A. Dataset Description & Real Anomaly
Stock market data of companies was used to train models. Each company’s history of manipulation was searched via search engines and articles from reputed media houses. Stock regulators like SEBI (Securities and Exchange Board of India) publicly share details of these cases and were checked for the period under which these stocks were investigated. Those periods were marked as anomalies. It is to note that data was limited to Indian markets only under the scope of research but the methodologies could easily be extended to any type of stock data.

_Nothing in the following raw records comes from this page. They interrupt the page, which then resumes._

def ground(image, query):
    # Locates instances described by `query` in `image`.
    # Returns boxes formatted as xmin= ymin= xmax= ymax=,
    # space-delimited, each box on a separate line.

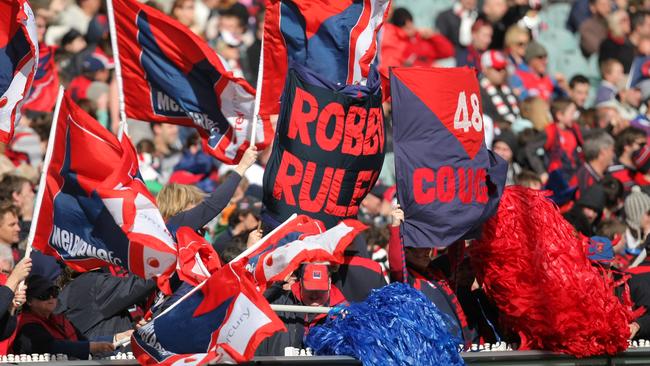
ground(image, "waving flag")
xmin=0 ymin=0 xmax=38 ymax=144
xmin=131 ymin=263 xmax=286 ymax=365
xmin=113 ymin=0 xmax=273 ymax=164
xmin=33 ymin=94 xmax=176 ymax=278
xmin=23 ymin=44 xmax=59 ymax=113
xmin=239 ymin=215 xmax=366 ymax=288
xmin=263 ymin=65 xmax=386 ymax=228
xmin=391 ymin=68 xmax=507 ymax=247
xmin=260 ymin=0 xmax=391 ymax=116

Our primary goal is to detect contextual anomalies. These observations stand out only in comparison to nearby data points, rather than being considered anomalies when compared to all other observations. It is essential to provide compelling reasons for categorizing them as anomalous.
The data was downloaded from the official site of BSE (Bombay Stock Exchange) by searching for their Security ID/Name.
Sadhna Broadcast Ltd. The Securities and Exchange Board of India (SEBI) has found that the stock prices of Sadhna Broadcast Ltd were manipulated through misleading videos on some YouTube channels [11]. The videos falsely claimed that the company was going to be acquired by the Adani Group and had signed big contracts with Sony Pictures and Zee. This caused retail investors to buy the stock, driving up the price.
Sharpline Broadcast Ltd. Sharpline’s stock was involved in the same scam along with Sadhna Broadcast Ltd [11].
The periods in which these stocks were under review by SEBI are provided in Table 1.
Table 1
The period under investigation by SEBI
Name | Start | End |
---|
Sadhna Broadcast Ltd. | April 2022 | September 2022 |
Sharpline Broadcast Ltd. | April 2022 | August 2022 |
a. Statistical Approach – Benford’s Law
Leveraging Benford's Law enables the identification of potential fraud within datasets conforming to this fundamental statistical principle. The first-digit law inherent in Benford's Law posits that, in numerous naturally occurring datasets, the initial digit of a number tends to be smaller rather than larger. It anticipates that the digit '1' should occur approximately 30% of the time, whereas the digit '9' should appear in less than 5% of instances. The distribution of these occurrences is visually depicted in Fig. 1.
An altered or fabricated dataset may have significant differences from its expected first-digit distribution. An unusually high proportion of numbers starting with 9 on a company's financial statements could signal fraudulent activity. In our study, we examined the total number of shares (Volume) column, which represents the volume of shares traded that day. Our analysis of the dataset using Benford's Law confirms that there has been manipulation.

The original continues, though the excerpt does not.